What desperation leads a man to pay millions for a glimpse of hope?
Storm hopes the answer won’t be the death of her business…or her.
From the first chapter, this plot gripped me and never let go until the last page. In fact, I’m not sure I have quit looking over my shoulder yet. Just when the reader is sure a character is safe and the worst is over, there’s more. Long gone is the T. Davis Bunn, now just Davis Bunn, of the Jeanette Oake days. There is nothing cliché or fluffy here.
In The Black Madonna, antiques expert Storm Syrrell and Homeland Security agent Emma Webb get caught in the middle of a scheme where a mystery bidder wants to purchase artifacts through Storm at exorbitant prices. At the same time, friend harry Bennett vanishes and is assumed dead after an explosion in the middle east.

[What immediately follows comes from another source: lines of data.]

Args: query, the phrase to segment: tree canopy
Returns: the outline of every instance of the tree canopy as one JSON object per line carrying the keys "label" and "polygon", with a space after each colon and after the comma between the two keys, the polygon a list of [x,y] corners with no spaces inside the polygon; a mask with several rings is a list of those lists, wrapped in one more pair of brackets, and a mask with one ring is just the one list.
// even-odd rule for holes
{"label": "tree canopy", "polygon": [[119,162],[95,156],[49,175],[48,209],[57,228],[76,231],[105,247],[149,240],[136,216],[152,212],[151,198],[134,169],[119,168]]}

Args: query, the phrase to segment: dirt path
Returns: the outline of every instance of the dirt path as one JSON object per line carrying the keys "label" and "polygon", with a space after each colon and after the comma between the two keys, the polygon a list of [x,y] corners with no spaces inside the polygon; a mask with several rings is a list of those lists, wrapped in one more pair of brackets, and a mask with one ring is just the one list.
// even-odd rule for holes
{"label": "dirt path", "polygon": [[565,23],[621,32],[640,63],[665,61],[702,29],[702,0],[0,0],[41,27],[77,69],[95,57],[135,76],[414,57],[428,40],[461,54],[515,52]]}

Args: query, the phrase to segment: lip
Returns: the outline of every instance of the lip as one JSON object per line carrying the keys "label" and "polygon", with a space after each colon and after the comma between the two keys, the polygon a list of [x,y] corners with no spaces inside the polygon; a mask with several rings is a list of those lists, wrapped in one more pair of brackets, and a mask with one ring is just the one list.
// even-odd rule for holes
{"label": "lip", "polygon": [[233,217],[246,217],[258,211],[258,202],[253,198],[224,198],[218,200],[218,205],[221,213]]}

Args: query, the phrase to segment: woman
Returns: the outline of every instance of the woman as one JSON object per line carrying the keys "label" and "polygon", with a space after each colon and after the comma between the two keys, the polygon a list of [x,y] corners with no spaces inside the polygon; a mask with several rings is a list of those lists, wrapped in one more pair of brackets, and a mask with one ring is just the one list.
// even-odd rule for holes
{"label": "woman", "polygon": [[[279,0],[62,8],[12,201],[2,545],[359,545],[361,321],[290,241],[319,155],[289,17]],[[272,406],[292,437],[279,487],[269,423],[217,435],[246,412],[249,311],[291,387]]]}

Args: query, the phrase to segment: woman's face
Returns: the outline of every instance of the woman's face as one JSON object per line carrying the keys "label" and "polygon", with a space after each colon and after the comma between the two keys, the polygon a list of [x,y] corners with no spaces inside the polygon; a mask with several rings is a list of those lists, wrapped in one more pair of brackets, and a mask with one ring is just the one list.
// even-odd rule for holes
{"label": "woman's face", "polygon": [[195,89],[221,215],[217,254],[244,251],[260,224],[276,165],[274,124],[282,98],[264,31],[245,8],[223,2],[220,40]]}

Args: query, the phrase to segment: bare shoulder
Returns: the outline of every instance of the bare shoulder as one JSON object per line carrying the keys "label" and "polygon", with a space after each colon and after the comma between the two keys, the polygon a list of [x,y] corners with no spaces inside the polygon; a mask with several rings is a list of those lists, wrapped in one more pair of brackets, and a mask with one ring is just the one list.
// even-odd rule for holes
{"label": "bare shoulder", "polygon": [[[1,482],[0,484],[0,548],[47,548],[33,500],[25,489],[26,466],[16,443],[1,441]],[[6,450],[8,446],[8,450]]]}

The story takes Syrrell and several other main characters on a chase through dangerous trek around the world, through the mountains in Switzerland, the desert in Pakistan and much more. I know nothing about antiques auctions, bidding, or security agents, yet I found myself in the world of these people as though I lived it. The glamour of jetting off to this country and that will tickle the adventure bug and thrill the imagination of the reader. And the fast action of this thriller will keep the reader enthralled right to the end. With murderers on the tail of every lead character, no place is safe. Female readers will likely enjoy the thread of romance in the book as well.
I enjoyed this book very much. If there is a drawback it’s that the plot is complicated enough that I’m not sure I truly understood how it all ended. I got a little lost in my understanding of the motive of the mystery bidder. However, that was likely because I was rushing to get to the end to see how everything resolved. Perhaps I missed something.
One other drawback is that it seems the editors overlooked passive voice (use of “be” verbs) all over this book. I’m assuming it’s because of the extensive publishing record of this author that he can get away with it. What’s the big deal? Well, it made some of the description kind of flat. As if he were listing off facts rather than weaving a story. Here’s an example from page 42. “The ancient stone breakwater was rimmed by a road…The seafront promenade was as packed…Old women dressed in black were accompanied by…Their speech and soft footfalls were..” And here’s another from page 92. “The ceiling above Harry’s canvas bunk was rusted through…His side window was cracked…Harry was dressed in…The bandages were wound…A wheelchair was jammed into the space…” Thankfully, the dialogue and action made up for the passive description.
I give the book 4 stars and highly recommend it. I was given a complimentary copy of the book from Glass Road PR in exchange for my fair and honest review.
Known by his fans as the, “Gentleman Adventurer” Davis Bunn is a multi-award winning best-selling author who consistently delivers engaging stories and thrilling adventures. He has served as the Novelist in Residence at Oxford University for the past ten years and was recently invited into BAFTA (British Academy of Film and Television Arts).
Davis Bunn is a lover of adventure in many forms, including his decades-long involvement in surfing (yes, he’s been bitten by a shark). Fluent in three languages, Bunn’s travels include Europe, Asia, Africa, and the Middle East. He and his wife, Isabella, divide their time between homes in England and Florida’s West Coast.